Andrew Gelman:
Again, I’m not saying that Heckman and his colleagues are doing this. I can only assume they’re reporting what, to them, are their best estimates. Unfortunately these methods are biased. But a lot of people with classical statistics and econometrics training don’t realize this: they thing regression coefficients are unbiased estimates, but nobody ever told them that the biases can be huge when there is selection for statistical significance.
And, remember, selection for statistical significance is not just about the “file drawer” and it’s not just about “p-hacking.” It’s about researcher degrees of freedom and forking paths that researchers themselves don’t always realize until they try to replicate their own studies. I don’t think Heckman and his colleagues have dozens of unpublished papers hiding in their file drawers, and I don’t think they’re running their data through dozens of specifications until they find statistical significance. So it’s not the file drawer and it’s not p-hacking as is often understood. But these researchers do have nearly unlimited degrees of freedom in their data coding and analysis, they do interpret “non-significant” differences as null and “significant” differences at face value, they have forking paths all over the place, and their estimates of magnitudes of effects are biased in the positive direction. It’s kinda funny but also kinda sad, that there’s so much concern for rigor in the design of these studies and in the statistical estimators used in the analysis, but lots of messiness in between, lots of motivation on the part of the researchers to find success after success after success, and lots of motivation for scholarly journals and the news media to publicize the results uncritically. These motivations are not universal—there’s clearly a role in the ecosystem for critics within academia, the news media, and in the policy community—but I think there are enough incentives for success within Heckman’s world to keep him and his colleagues from seeing what’s going wrong.

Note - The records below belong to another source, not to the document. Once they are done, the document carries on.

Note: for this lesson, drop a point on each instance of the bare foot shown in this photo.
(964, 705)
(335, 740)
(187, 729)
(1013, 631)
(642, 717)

Again, it’s not easy—it took the field of social psychology about a decade to get a handle on the problem, and some are still struggling. So I’m not slamming Heckman and his colleagues. I think they can and will do better. It’s just interesting, when considering the mistakes that accomplished people make, to ask, How did this happen?
via andrewgelman.com
Thinking about this in my small world, searching for that one willingness to pay (WTP) estimate that delivers statistical significance that favors your hypothesis is the equivalent of p-hacking. The state-of-the-art, NOAA-Panel-endorsed referendum vote question can be quite sensitive to the nonparametric or parametric estimator chosen to summarize the votes into WTP. This is especially true when the data are "difficult" (Haab and McConnell). When a WTP estimate varies by factors of 3 or 4 depending on whether a nonparametric or parametric WTP estimate is employed then researchers should interpret significance tests conducted with these data very carefully (if not reject them outright). I've become very worried that there is "lots of motivation for scholarly journals ... to publicize the results uncritically." Researchers who have "difficult" CVM data need to present the full range of WTP estimates.